Długa szyja, krótkie pytanie

Żyrafa chwali się zajączkowi swoją długą szyją: -Jak piję zimną wodę w upały, to takie wspaniałe uczucie jak centymetr po centymetrze woda delikatnie studzi moją szyję, - Jak zrywam pyszne listki z drzewa i je połykam, to takie wspaniałe uczucie jak centymetr po centymetrze przechodzą przez moją szyję. Zając pyta: - A rzygałaś już kiedyś?
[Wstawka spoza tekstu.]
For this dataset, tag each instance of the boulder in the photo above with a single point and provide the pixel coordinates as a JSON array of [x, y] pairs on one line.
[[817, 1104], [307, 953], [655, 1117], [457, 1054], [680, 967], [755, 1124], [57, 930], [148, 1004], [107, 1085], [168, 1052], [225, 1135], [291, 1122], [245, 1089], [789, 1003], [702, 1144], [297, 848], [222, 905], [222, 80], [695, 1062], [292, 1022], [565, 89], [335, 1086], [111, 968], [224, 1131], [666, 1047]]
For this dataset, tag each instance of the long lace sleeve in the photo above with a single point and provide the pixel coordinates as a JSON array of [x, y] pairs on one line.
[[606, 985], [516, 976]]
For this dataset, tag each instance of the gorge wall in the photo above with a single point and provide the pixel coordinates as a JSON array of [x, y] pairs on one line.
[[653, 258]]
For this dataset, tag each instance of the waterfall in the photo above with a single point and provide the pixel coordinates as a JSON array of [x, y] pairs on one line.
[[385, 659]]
Żółw, niedźwiedź i tajemnicza szklanka wody

Przychodzi żółw do sklepu i mówi: – Proszę szklankę wody! – Proszę. Następnego dnia przychodzi żółw do sklepu i mówi: – Proszę szklankę wody. – Proszę! Niedźwiedź taki zaciekawiony i pomyślał, że zapyta się go po co mu ciągle ta szklanka wody. Na następny dzień przychodzi żółw do sklepu i mówi: – Poproszę szklankę wody – Co ty tak po szklankę wody przychodzisz? – Nie ma czasu na dyskusje. My tu gadu, gadu a tam las się pali!

Leśne Perypetie: Gdy Niedźwiedź Ma Zły Dzień

Zły niedźwiedź chodził po lesie i tylko czekał, aby komuś przyłożyć. Zobaczył zajączka: – Ty, zając, czemu chodzisz bez czapki? I łup go! Idzie dalej, zobaczył wilka. – Wiesz co, mam ochotę komuś przyłożyć… – No to idziemy do zająca… – Ale już dostał, głupio jakoś… – Pretekst zawsze się znajdzie. Poprosisz go o papierosa. Jak da z filtrem, to powiesz, że chciałeś bez filtra. Jak da bez filtra, to powiesz, że chciałeś z filtrem. Poszli do zajączka. – Cześć zajączku, poczęstuj mnie papierosem. – Chcesz z filtrem czy bez filtra? – Zając, ty znowu bez czapki chodzisz…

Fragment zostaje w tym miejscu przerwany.